She waits

She waits

Sunday, October 24, 2010

Daydreaming

The sunlight streams in my dining room window and catches on the copper tones in my auburn hair.  I smile at my new hair color.  It's lovely, I think, and fitting for me.  Though it's red, it's not obnoxiously red.  No fire engines will confuse my hair for their long-lost cousin.  :)  No, the color I went for has a quiet vibrance.  Fitting, as that is how my love makes me feel.  Quietly vibrant.  Full of life and happiness for the first time since the last time.  I'm sweeping the floor, only paying partial attention to my chore.  Most of my mind is lost in thought of him.  If I stay lost in my thoughts long enough, it almost feels like he's just at work and will be coming home soon.  Of course, that's not true.  He's not in my city.  He's not even in my state.  Rather, he's halfway across the country, living a life completely separate from mine.

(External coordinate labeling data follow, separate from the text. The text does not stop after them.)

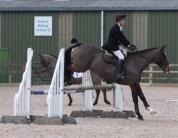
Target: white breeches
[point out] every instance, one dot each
(77, 74)
(119, 54)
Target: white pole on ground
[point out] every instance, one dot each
(118, 97)
(61, 84)
(87, 95)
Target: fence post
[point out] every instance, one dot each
(151, 75)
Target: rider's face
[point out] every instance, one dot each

It's so easy for me to picture our lives together.  Possibly it's because I've been doing it for so long, but I honestly think that we belong together.  It is so easy to be with him, to consider myself his.  Nothing is forced when I'm with him.  I don't feel the need to constantly be doing something, going somewhere, putting on a show for the benefit of others.  I'm...relaxed.  Content.  Comfortable.  Being with him is as natural and peaceful as being in nature for me.  I feel like I belong with him.  I wonder if he considers me in the long-term?

Though I do my level best to control my thoughts, I cannot help but glance at my left hand and wonder what it would be like to see his ring there.  Before I can stop myself, I'm swept up in a vision of him coming through the front door of our home, sneaking up behind me.  Suddenly his arms are around me and his laughter fills the room at how the surprise has made me jump halfway out of my skin.  I laugh with him, giving him a playful swat.  He takes my broom in one hand and my hand in the other, leading me out of the kitchen to the living room.  Pulling me down on to the couch next to him, he holds me and we are just still for a while.

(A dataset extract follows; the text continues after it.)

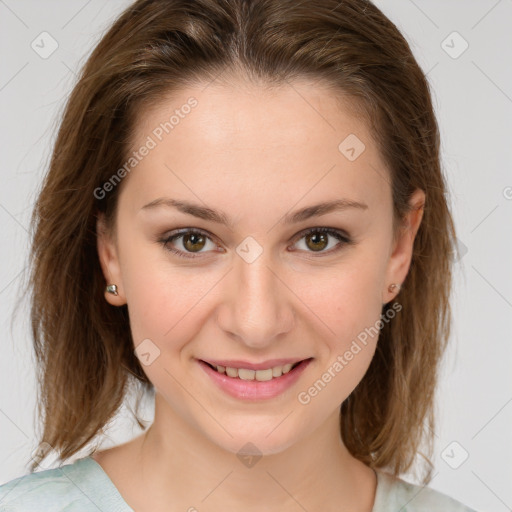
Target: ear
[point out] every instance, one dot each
(109, 261)
(401, 256)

I lean my back against his chest, my head turned so I can hear his heart beat slow and steady.  He rests his cheek on my hair, trailing the fingers of his right hand up and down my arm, our left hands twined together so our rings glint gently in the evening light.  My eyes close against the utter perfection of the moment.  It's difficult to imagine life getting any better than this.  Behind me I feel his breathing become ragged and his heartbeat quicken.  His fingers trace their path up my arm, but instead of trailing back down to my wrist, they continue.  Across my collar bone, up my neck, to gently tilt my head up.  For the briefest moment before his lips cover mine, I meet his eyes.  The depth of love I see there overwhelms me.  I close my eyes and give in to the moment...

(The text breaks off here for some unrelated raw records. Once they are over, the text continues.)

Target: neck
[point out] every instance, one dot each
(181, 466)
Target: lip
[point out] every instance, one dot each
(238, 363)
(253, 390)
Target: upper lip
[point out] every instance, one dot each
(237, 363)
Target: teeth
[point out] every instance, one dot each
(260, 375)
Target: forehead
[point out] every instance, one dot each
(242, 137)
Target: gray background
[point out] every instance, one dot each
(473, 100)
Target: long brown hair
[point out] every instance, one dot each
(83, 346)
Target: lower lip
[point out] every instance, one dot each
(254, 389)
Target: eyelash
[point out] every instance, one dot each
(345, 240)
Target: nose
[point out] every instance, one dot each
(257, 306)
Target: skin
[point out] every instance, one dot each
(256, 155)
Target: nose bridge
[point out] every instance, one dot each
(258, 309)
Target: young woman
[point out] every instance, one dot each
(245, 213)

I have to shake my head a little to clear my vision.  It's so damn easy to think of myself with him.  So easy to feel his touch, his lips on mine, because I've felt it before.  It's a struggle, on the other hand, to make myself wait here patiently.  Only five more days, I tell myself for what must be the fiftieth time today.  Five more days and he'll be greeting me in the airport.  Five more days.  Surely I can last that long?  I consider what I must get through in the next five days and suddenly I worry about what shape I'll be in when I finally get to him.  Sighing, I force that thought out of my mind.  We'll deal with that if we come to it, I tell myself.  For now, let's just sweep the floor and try to be patient.  As I concentrate, my sweeping becomes a little more aggressive than is absolutely necessary.